Önce Hakan Aksayın Taraf Gazetesindeki köşesinden bir alıntı yapalım (16 Ekim):
Sinemadan çıktık. Arkadaşım düşünceli, üzgün, şaşkın... Ben daha bir şey sormadan dudaklarından bir soru dökülüyor:
- Ama o bir alçak değil miydi? Acımasız bir düşman olarak bilmez miydik biz onu?

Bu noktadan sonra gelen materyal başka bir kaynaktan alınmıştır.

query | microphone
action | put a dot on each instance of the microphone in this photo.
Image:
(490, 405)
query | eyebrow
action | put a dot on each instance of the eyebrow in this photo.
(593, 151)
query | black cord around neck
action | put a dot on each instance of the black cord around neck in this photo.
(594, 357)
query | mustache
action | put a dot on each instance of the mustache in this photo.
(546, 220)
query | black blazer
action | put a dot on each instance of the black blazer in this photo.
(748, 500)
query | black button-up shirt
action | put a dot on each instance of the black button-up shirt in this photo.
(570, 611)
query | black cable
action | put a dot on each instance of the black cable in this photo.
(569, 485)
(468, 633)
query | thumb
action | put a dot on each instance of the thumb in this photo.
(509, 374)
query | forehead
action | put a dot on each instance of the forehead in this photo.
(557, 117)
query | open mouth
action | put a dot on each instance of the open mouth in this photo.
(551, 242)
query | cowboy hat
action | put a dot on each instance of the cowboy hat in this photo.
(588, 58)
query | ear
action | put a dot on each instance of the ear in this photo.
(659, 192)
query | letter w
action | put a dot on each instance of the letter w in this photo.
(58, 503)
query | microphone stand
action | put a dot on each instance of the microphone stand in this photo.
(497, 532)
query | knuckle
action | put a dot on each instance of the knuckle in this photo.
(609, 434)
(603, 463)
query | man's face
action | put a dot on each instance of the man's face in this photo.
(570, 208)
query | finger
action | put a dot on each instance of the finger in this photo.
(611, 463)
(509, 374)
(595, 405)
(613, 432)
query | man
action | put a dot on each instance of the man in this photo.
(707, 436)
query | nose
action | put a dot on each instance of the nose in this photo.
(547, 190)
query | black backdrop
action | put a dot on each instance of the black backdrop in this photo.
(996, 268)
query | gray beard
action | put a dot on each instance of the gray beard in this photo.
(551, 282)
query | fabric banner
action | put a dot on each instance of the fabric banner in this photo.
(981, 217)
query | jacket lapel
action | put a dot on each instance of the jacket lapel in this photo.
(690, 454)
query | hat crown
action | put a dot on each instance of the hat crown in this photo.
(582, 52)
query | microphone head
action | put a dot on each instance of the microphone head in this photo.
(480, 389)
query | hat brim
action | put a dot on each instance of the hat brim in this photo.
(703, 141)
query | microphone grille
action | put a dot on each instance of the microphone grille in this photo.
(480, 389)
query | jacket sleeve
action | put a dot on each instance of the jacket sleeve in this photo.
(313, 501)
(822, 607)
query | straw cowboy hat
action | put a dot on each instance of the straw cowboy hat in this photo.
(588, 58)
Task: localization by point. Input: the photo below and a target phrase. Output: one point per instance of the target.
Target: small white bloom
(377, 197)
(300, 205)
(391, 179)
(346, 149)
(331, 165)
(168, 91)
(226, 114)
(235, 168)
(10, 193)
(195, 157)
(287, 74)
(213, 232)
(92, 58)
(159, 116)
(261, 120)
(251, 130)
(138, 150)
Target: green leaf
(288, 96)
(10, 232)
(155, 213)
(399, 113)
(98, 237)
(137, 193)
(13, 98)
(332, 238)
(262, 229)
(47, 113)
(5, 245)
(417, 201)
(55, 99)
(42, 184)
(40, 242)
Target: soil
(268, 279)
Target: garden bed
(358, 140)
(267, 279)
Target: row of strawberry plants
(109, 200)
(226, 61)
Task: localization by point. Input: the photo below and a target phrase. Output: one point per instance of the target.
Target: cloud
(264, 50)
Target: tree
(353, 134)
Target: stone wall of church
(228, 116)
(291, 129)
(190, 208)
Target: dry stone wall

Sözünü ettiği Aleksandr Kolçak. Çarlık ordusunun en seçkin komutanlarından biri. 1917 Devrimi sonrasında Kızıl Orduya karşı savaşan Beyaz Ordunun liderlerinden. Ve kısa bir süre için öteki Rusyanın Yüksek Önderi.
Arkadaşım, hayatının ilk yarısında SSCB yurttaşıydı. İkinci yarısında ise Rusya Federasyonunun yurttaşı.
Okuduğu tarih kitapları Kolçakın halk düşmanı olduğunu yazıyordu. Bugün bir film izledik. Kolçakın ne denli güçlü ve dürüst bir kişiliği olduğunu . (anlatan), bir ülkenin tarihine yeniden bakmayı deneyen bir film (Bir insan, bir aşk, bir ülkenin tarihi adlı yazısından..)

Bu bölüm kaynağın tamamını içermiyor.